Factors Influencing Plateau Pressure Readings

Several factors can cause plateau pressure readings to deviate from the normal range. One primary cause of increased plateau pressure is reduced lung compliance, meaning the lungs have become stiffer and are less able to expand easily. Conditions such as Acute Respiratory Distress Syndrome (ARDS), pulmonary fibrosis, and severe pneumonia can significantly decrease lung compliance, requiring higher pressures to inflate the lungs. Fluid overload, which can lead to pulmonary edema, also stiffens lung tissue and contributes to elevated plateau pressures.

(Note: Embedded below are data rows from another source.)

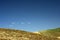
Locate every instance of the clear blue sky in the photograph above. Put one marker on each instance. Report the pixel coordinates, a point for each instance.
(30, 15)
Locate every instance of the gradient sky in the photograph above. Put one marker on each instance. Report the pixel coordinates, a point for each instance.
(30, 15)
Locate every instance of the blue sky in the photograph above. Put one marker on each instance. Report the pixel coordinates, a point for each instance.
(29, 15)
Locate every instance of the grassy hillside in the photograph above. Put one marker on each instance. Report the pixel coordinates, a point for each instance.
(51, 33)
(11, 34)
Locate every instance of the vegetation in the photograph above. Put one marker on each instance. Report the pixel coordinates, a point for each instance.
(10, 34)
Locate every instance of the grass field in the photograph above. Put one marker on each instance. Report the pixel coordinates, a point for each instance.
(11, 34)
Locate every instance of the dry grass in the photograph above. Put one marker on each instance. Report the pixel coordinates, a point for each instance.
(9, 34)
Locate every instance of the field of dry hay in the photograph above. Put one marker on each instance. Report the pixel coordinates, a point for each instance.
(10, 34)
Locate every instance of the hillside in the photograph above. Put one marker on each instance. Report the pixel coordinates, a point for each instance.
(11, 34)
(51, 33)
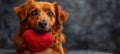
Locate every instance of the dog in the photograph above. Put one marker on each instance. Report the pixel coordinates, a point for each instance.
(41, 17)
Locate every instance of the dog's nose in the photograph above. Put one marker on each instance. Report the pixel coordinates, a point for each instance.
(42, 24)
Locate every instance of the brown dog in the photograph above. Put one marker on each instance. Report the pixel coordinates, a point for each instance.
(41, 17)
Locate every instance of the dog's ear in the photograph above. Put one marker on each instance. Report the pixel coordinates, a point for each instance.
(61, 15)
(21, 10)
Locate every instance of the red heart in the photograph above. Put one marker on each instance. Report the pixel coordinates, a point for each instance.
(37, 42)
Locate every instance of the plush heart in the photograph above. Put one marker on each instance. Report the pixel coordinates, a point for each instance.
(37, 42)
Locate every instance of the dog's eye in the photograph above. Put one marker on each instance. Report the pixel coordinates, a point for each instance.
(50, 13)
(34, 13)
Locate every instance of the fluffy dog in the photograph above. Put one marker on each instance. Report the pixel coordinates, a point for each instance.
(41, 17)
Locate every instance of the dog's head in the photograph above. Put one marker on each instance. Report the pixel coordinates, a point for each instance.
(40, 16)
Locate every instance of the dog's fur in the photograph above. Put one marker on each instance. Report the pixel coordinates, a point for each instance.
(29, 20)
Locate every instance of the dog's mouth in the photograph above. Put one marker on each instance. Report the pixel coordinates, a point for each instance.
(41, 31)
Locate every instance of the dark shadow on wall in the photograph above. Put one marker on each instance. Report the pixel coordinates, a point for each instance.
(92, 24)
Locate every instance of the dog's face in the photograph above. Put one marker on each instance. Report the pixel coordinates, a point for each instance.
(40, 16)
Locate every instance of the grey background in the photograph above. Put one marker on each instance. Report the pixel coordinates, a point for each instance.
(92, 24)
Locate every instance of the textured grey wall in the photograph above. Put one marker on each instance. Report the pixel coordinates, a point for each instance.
(92, 24)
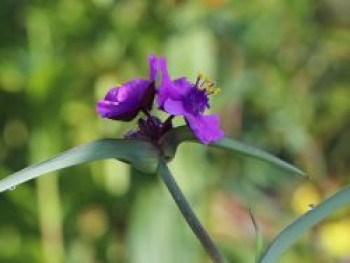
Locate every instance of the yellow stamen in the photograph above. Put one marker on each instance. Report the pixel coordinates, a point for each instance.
(204, 82)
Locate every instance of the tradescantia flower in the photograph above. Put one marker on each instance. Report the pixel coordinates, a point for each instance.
(125, 101)
(180, 97)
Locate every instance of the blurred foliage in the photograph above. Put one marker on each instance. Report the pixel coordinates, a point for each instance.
(283, 67)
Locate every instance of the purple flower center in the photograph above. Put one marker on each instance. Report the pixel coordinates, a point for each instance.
(196, 101)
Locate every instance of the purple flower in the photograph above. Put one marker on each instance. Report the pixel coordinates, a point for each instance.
(125, 101)
(180, 97)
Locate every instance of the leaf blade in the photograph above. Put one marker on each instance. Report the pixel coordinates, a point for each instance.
(174, 138)
(139, 153)
(293, 231)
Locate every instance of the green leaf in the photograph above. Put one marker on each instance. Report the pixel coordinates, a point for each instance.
(188, 213)
(140, 154)
(174, 138)
(296, 229)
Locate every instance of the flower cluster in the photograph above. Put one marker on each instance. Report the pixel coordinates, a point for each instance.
(178, 97)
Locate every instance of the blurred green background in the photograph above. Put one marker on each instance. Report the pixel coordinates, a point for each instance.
(283, 67)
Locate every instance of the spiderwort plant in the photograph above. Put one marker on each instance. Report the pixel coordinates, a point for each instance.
(149, 147)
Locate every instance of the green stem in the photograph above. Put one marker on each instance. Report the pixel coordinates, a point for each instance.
(188, 214)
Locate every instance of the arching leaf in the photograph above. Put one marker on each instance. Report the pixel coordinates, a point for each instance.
(174, 138)
(140, 154)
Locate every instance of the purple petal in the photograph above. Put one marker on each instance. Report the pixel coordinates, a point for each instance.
(171, 89)
(125, 101)
(206, 128)
(153, 67)
(174, 107)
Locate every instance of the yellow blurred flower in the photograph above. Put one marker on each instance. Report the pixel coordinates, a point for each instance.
(305, 197)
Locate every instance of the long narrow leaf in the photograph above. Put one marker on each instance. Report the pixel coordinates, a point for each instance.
(173, 139)
(140, 154)
(188, 213)
(304, 223)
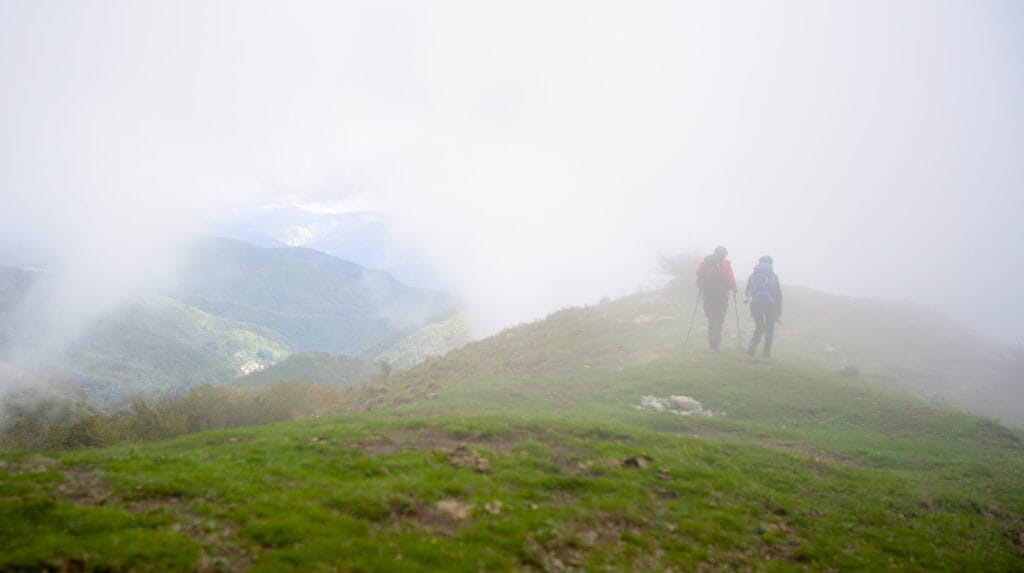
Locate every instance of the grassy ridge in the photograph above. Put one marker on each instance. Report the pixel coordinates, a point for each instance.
(802, 471)
(526, 451)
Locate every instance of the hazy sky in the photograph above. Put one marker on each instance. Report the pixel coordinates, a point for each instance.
(543, 152)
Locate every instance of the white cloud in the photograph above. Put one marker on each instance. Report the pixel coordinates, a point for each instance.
(542, 152)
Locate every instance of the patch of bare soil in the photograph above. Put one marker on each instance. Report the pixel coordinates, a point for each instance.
(455, 509)
(85, 487)
(462, 456)
(440, 519)
(568, 553)
(67, 566)
(34, 466)
(423, 438)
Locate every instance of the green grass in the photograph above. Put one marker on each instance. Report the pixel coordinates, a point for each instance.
(800, 468)
(801, 473)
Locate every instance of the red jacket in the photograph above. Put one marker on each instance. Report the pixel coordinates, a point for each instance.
(726, 268)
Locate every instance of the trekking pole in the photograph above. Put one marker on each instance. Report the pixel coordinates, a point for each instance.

Incorrect ventilator settings, particularly the delivery of excessively large tidal volumes (the amount of air delivered with each breath), can also directly elevate plateau pressure. When too much air is pushed into the lungs, it increases the pressure within the alveoli. External pressures on the chest cavity, such as severe abdominal distension or stiffness of the chest wall, can also restrict lung expansion and increase the pressure required to ventilate the lungs. Conversely, very low tidal volumes or an improvement in lung compliance can lead to a decrease in plateau pressure.

Why Maintaining Normal Plateau Pressure is Important

Maintaining plateau pressure within the normal range is important for preventing serious complications in mechanically ventilated patients. Consistently high plateau pressure increases the risk of ventilator-induced lung injury (VILI). VILI can lead to further lung damage, prolong a patient’s need for mechanical ventilation, and worsen overall patient outcomes.

Healthcare providers monitor plateau pressure measurements to make informed adjustments to ventilator settings. For instance, if plateau pressure is too high, the medical team might reduce the tidal volume delivered by the ventilator. This careful management helps to protect the patient’s delicate lung tissue and optimize ventilation, contributing to a safer recovery.